DÉCISION FAISANT L'OBJET D'UN APPEL

MALADIE DISCALE CERVICALE

Le défunt membre des forces aurait eu droit à une pension d'invalidité de classe 19 ou de catégorie 1 de 10 p. 100, payable à compter du 6 novembre 1997 (trois ans avant la décision du ministre).

Personnes à charge ayant droit à la pension.
Article 35, paragraphes 21(1) et 48(3) et alinéa 56(1)a.1), Loi sur les pensions.
Article 21, Loi sur le Tribunal des anciens combattants (révision et appel).

Changement de la date à compter de laquelle la pension est payable

Alinéa 56(1)a.1), Loi sur les pensions.

Après avoir examiné attentivement les faits en l'espèce, le Tribunal n'a trouvé aucune preuve justifiant une compensation supplémentaire.
Paragraphe 56(2), Loi sur les pensions
Comité de révision, le 25 juillet 2001

MALADIE DISCALE LOMBAIRE

Le défunt membre des forces aurait eu droit à une pension d'invalidité de classe 18 ou de catégorie 1 de 15 p.100, payable à compter du 6 novembre 1997 (trois ans avant la décision rendue par le ministre).

Personnes à charge ayant droit à la pension.
Article 35, paragraphes 21(1) et 48(3) et alinéa 56(1)a.1), Loi sur les pensions.
Article 21, Loi sur le Tribunal des anciens combattants (révision et appel).

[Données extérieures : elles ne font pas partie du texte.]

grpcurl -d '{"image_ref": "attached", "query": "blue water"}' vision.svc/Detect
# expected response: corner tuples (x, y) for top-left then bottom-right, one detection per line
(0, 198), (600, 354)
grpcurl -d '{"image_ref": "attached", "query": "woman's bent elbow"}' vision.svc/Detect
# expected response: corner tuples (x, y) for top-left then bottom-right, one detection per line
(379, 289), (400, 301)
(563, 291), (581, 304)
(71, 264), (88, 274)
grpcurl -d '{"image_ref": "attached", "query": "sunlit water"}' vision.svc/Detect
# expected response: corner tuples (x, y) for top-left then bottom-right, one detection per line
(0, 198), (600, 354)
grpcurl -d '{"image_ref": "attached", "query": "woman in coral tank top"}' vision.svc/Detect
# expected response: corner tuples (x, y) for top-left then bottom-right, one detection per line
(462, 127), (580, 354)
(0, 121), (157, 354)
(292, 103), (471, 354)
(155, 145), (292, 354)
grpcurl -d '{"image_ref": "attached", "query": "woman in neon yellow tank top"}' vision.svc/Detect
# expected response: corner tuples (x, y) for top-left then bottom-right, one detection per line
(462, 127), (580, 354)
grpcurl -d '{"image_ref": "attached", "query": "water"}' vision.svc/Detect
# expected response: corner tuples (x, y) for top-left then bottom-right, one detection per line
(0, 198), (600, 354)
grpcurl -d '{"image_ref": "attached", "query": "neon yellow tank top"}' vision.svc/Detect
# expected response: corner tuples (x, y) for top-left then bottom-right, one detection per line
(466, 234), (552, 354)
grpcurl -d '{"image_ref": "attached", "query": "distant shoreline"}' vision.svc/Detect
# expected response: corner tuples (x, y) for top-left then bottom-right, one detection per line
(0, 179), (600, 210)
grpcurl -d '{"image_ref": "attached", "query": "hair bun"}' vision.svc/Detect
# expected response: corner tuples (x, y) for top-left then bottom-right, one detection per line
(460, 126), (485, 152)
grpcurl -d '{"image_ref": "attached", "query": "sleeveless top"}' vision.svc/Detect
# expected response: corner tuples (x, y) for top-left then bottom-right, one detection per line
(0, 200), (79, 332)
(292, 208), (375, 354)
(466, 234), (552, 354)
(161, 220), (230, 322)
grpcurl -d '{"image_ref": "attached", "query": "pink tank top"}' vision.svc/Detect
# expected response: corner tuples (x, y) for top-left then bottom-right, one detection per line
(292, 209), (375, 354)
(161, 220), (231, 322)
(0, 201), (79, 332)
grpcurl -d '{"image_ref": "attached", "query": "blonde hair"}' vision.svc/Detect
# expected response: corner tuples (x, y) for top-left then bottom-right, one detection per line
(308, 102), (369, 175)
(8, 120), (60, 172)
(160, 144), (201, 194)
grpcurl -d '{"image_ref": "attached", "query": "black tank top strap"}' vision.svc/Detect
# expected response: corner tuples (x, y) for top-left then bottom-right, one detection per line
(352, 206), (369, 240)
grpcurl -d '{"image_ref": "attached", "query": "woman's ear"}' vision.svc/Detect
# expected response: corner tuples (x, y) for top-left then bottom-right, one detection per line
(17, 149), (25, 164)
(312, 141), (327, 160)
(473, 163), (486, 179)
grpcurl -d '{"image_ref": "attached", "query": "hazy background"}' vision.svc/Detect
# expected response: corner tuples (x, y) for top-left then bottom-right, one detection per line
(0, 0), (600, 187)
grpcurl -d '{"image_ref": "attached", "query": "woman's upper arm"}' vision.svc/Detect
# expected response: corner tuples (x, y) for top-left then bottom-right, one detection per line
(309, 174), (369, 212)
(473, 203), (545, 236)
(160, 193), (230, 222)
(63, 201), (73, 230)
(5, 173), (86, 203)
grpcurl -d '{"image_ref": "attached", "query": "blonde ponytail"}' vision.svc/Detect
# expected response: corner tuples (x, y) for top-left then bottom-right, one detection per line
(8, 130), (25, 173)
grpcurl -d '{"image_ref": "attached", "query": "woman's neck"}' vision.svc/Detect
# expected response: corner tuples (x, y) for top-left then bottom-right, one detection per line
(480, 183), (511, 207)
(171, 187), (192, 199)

Changement de la date à compter de laquelle la pension est payable

Alinéa 56(1)a.1), Loi sur les pensions.

Après avoir examiné attentivement les faits en l'espèce, le Tribunal n'a trouvé aucune preuve justifiant une compensation supplémentaire.
Paragraphe 56(2), Loi sur les pensions

Comité de révision, le 25 juillet 2001

AUTRE DÉCISION PERTINENTE

MALADIE DISCALE CERVICALE
MALADIE DISCALE LOMBAIRE

Ouvrent droit à pension en vertu des paragraphes 49(3) et 21(1) de la Loi sur les pensions et du service dans les forces actives.

Décision du ministre en date du 6 novembre 2000

La conjointe survivante de feu l'appelant, a déposé sa première demande de pension pour les affections décrites ci-dessus il y a plus de trois ans.